Essendo al tempo maestra unica, insegnavo tutte le materie. Così oltre al grande libro sul muro, alla creatività linguistica, alla poesia e alle arti, alla ricerca e al lavoro di gruppo, introdussi l’uso dei  regoli in matematica.

A Roma avevo seguito un corso molto interessante che mi aveva aperto un nuovo mondo in ambito matematico: l’insiemistica, il multibase, le relazioni logiche, il problem solving…

Come poteva essere bella la matematica se insegnata in modo moderno!

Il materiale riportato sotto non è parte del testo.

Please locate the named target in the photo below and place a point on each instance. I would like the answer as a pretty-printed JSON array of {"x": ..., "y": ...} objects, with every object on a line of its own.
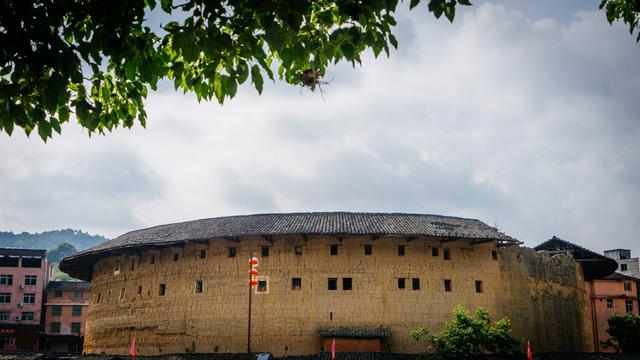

Solo l’anno successivo scoprii che tutta la città parlava con curiosità di quei regoli colorati che la  nuova insegnante della piccola scuola sul mare aveva portato dalla capitale.

Sul piano umano ricordo poi alcuni episodi e alcune persone davvero particolari: il bambino che se si arrabbiava mordeva a sangue i compagni ed era impossibile staccarlo dalla preda, il piccolo Salvatore che dormiva a ore sul banco perché  la notte aveva paura e rimaneva sveglio guardando alla televisione i film horror e che era anche piuttosto confuso tra il padre locale e quello “alla Germania”.
Di Salvatore ricordo l’affetto, ma anche il suo senso di inadeguatezza alla scuola… direi alla vita.

Un giorno, nella scuola senza bidello, senza telefono, senza cancello, lui saltò giù dalla finestra del bagno e se ne andò in giro, fino al mare.
Io fui costretta a lasciare la classe ai colleghi e andare a cercarlo con la mia Volkswagen bianca per le strade sterrate fiancheggiata da villette disabitate, finché misi la madre sulle tracce del fuggiasco, mamma che non si scompose più di tanto perché era abituata anche a casa a quelle fughe liberatorie.

Che dire poi di Pasquale? Un anno o due di troppo, famiglia numerosa, madre piuttosto disinvolta, padre e fratelli con qualche piccolo problema di giustizia. Pasquale aveva anche una sorellina più piccola che frequentava la stessa classe, più dolce e più introversa, ovviamente con problemi di apprendimento.
Lui invece aveva atteggiamenti da bulletto, a volte di rifiuto, ma nel complesso era “abbastanza contenuto”. Gradualmente i due si incuriosirono alla mia persona e (soprattutto lui!) cominciarono a studiarmi e a mandare segnali perché mi interessassi a loro.

Pasquale abitava nei paraggi della mia casa. Inevitabilmente cominciò a venirmi a trovare e a salutare. Così un giorno lo accolsi all’interno dell’abitazione e fui colpita da come l’astuto ragazzino osservasse, valutasse e soppesasse gli oggetti che si vedeva intorno, in particolare lo stereo piuttosto raffinato e costoso.
Capii subito che non potevo fidarmi del tutto di lui e della sua famiglia, per questo con delicatezza cercai di non dargli troppa corda nel gironzolarmi intorno fuori della scuola.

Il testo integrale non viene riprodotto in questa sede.